At Friday's close of $247.09 per share, the company has a market cap of about $235.2 billion. With about $3.6 billion of net cash, this puts the enterprise value at around $231.6 billion.

Meanwhile, analysts expect the company to earn $11.35 per share for its current full year and $12.70 per share for the next year. So that means the stock is trading at about 21.8 times current-year estimates and 19.5 times next year's.

Those multiples are slightly below that of the S&P 500 Index for a business that is far above average. So I'm definitely interested in the stock after this pullback.

But this isn't a company or sector I've been following closely over the years – the valuations have always been too high.
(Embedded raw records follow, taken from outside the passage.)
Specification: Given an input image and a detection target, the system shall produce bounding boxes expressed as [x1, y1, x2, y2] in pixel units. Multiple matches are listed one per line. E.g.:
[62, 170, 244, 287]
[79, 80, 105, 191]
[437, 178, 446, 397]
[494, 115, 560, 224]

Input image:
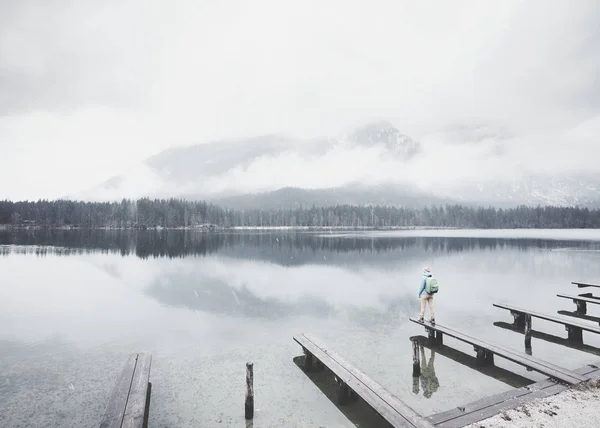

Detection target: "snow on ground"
[465, 379, 600, 428]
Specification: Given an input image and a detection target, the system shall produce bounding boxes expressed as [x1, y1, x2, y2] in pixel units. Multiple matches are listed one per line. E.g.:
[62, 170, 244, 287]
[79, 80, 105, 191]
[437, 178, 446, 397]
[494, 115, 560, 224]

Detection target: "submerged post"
[246, 363, 254, 419]
[412, 340, 421, 377]
[525, 314, 531, 349]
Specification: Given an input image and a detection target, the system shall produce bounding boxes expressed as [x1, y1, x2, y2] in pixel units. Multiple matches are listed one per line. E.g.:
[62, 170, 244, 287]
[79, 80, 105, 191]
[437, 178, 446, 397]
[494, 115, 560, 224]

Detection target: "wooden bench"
[100, 354, 152, 428]
[557, 294, 600, 315]
[410, 317, 587, 384]
[294, 334, 433, 428]
[571, 281, 600, 288]
[427, 363, 600, 428]
[494, 303, 600, 342]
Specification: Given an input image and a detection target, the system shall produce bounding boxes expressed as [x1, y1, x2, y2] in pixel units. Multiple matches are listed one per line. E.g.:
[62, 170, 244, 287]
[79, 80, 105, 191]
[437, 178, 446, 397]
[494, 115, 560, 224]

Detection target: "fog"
[0, 0, 600, 199]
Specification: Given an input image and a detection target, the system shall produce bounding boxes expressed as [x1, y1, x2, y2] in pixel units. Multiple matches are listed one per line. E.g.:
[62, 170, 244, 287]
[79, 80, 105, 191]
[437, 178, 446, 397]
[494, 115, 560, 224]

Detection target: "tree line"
[0, 198, 600, 229]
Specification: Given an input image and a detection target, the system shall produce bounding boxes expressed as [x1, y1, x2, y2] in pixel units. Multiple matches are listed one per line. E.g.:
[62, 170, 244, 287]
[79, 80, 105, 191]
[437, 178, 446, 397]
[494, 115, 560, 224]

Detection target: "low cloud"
[0, 0, 600, 199]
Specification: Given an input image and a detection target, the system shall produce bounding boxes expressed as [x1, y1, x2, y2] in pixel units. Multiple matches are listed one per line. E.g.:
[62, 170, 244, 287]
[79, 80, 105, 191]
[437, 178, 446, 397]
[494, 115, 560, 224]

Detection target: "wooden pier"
[557, 294, 600, 315]
[494, 303, 600, 343]
[100, 354, 152, 428]
[409, 317, 587, 384]
[571, 281, 600, 288]
[294, 334, 434, 428]
[426, 362, 600, 428]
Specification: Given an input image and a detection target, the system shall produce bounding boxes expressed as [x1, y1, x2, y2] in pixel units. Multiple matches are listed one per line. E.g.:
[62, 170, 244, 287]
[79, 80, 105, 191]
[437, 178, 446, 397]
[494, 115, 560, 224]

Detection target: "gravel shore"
[465, 379, 600, 428]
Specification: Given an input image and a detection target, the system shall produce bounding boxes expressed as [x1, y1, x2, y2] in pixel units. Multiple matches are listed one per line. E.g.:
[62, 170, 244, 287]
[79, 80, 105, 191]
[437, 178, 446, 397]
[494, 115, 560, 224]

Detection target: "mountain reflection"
[0, 229, 595, 266]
So for more perspective, if any of my readers have insights into why Salesforce has sold off and whether it's warranted, I would love to hear from you. As always, you can send me an e-mail by clicking here.

2) Next up is a quick, shameless victory dance...

Less than three weeks ago, on September 4 and September 5, I analyzed office-supply retailer and distributor ODP (ODP) – formerly known as Office Depot. I concluded on September 5:

... any good news could send ODP's stock soaring.

To be clear, it's generally not a good idea to invest in melting-ice-cube businesses in the hopes of making a quick profit on an acquisition. But ODP could be a rare exception to that rule...

I think it's almost certain that ODP is shopping itself... there's no question that it's a no-brainer for [private equity firm Sycamore Partners] to try to acquire ODP to merge it with Staples... and I think ODP's positive free cash flow and decent balance sheet protects the downside.

Sure enough, the stock surged more than 30% this morning on news that another private-equity firm called Atlas plans to take the company private.

3) On a final note, I marked a milestone when I visited friends and family in San Francisco over the weekend...

Here's a picture of me with my cousin and her husband. We had spectacular weather in one of my favorite cities:

While there, I took my first ride in a Waymo driverless car. (These are everywhere in the city.)

Here's a video of it. It was so cool – I felt like I was experiencing the future! And it reminded me of when I got my first cellphone.

Heck, within the next decade, my grandchildren could be asking, "Grandpa, can you explain why cars used to have steering wheels?"